Christopher Wren was an inventive child. He was always designing stuff like this beehive, which had holes in it so that he could see what the bees were getting up to inside.
He also carved his name on a stone at Stonehenge.
He was starting a dazzling career as an architect, when disaster struck…
It was 1666 and the Great Fire of London whooshed through the city from one wooden house to another. Flames leapt! Smoke billowed! And, more to the point if you were an architect, buildings burned down!
One positive thing about the fire was that it killed enough rats and fleas to stop the plague that had been plaguing London.
“My home has gone!”
“Run for your life!”
The Great Fire of London lasted for four days. It destroyed almost half of the buildings in the city. Over 13,000 houses and 87 churches were burned to the ground. What the city needed was a talented, and yet modest, architect to do a spot of rebuilding.
Christopher Wren stepped forward!
He created designs for around fifty new churches and lots of other beautiful buildings. He also built a monument to the Great Fire of London.
But the building he’s most famous for is St Paul’s Cathedral. Wren said it was his masterpiece. Loads of state ceremonies and important religious services are held in it every year. And the dome is really amazing! Imagine the reaction when it was first unveiled. People were wowed!
“I’ve never seen anything like it in my life!”
There’s one more thing I need to tell you about St Paul’s Cathedral. During World War Two when London was being bombed, Prime Minister Winston Churchill realised how important it was to protect Wren’s masterpiece.
“St Paul’s must not be destroyed. We will never surrender!”
“During the Blitz (a bombing campaign by the Germans) a photographer called Herbert Mason was on fire patrol up on the roof of the newspaper offices where he worked. He saw St Paul’s enveloped in smoke and flames and rushed to get his camera.

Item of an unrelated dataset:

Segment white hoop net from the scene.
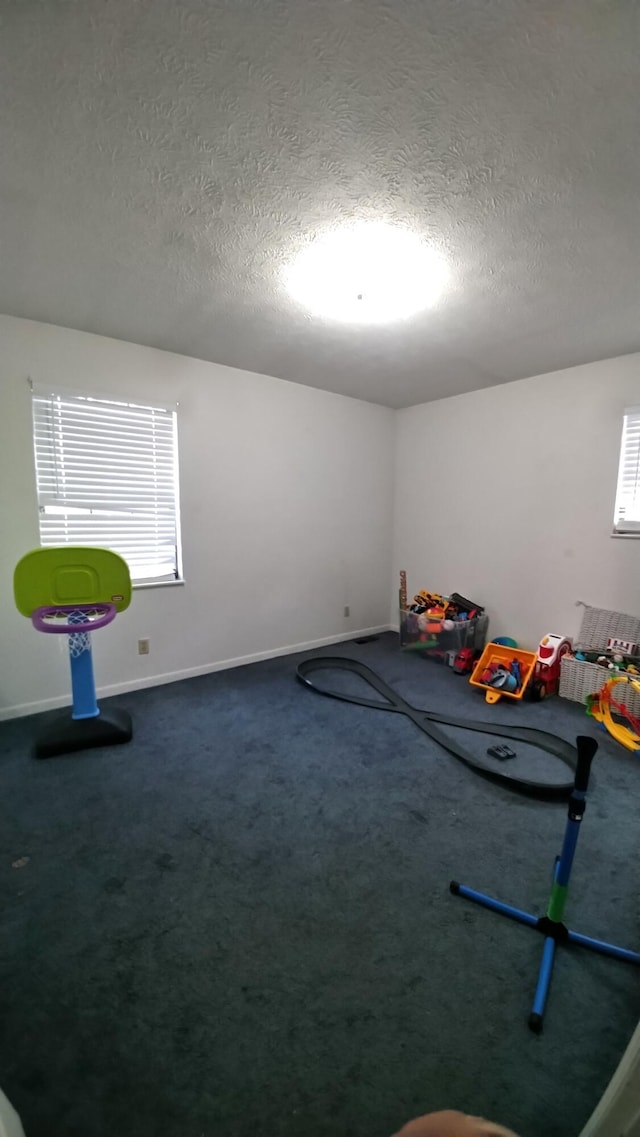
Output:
[69,632,91,659]
[47,608,94,659]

His photograph helped to make Wren’s cathedral iconic. When an object or person is iconic it means they’re a symbol of something special. So, St Paul’s became a symbol of the nation’s resilience and determination.
Christopher Wren’s cathedral rose from the destruction of the great Fire of London and survived the great fires in London caused by the bombs of the Blitz.
Remember how Wren’s plaque said, ‘if you seek his memorial, look around you’. Where do you think you should look?
- Just in the crypt where he is buried?
- Around all of St Paul’s Cathedral?
- In the rest of London as well as St Paul’s?
- Or do you think it means something else?
About Sue Wallace
Sue Wallace is a children’s book illustrator, writer, artist and teacher. The focus for her work is the layering of time and personal experience, along with a fascination with the process of opening up information and making it accessible and fun. Her current book takes you on a tour of the ancient city of York, interweaving fascinating and entertaining stories and illustrations of its history, buildings and objects.
About the Monument
The discreet plaque dedicated to Sir Christopher Wren (1632–1723) at St Paul’s Cathedral is tucked into an alcove in the crypt, emphasising its appeal to its readers to look around them for Wren’s true monument. It is attributed to the architect Robert Mylne (1733–1811), who held the post of Surveyor of the Fabric of St Paul’s from 1766 to his death, and who incidentally has his own memorial in the cathedral. As indicated in the translation as ‘is laid’/’laid out’ in Sue’s wonderful graphic, the inscription includes a play on words in the Latin between ‘conditur’ (in this context meaning ‘is buried’) and ‘conditor’ (meaning the founder, builder, constructor).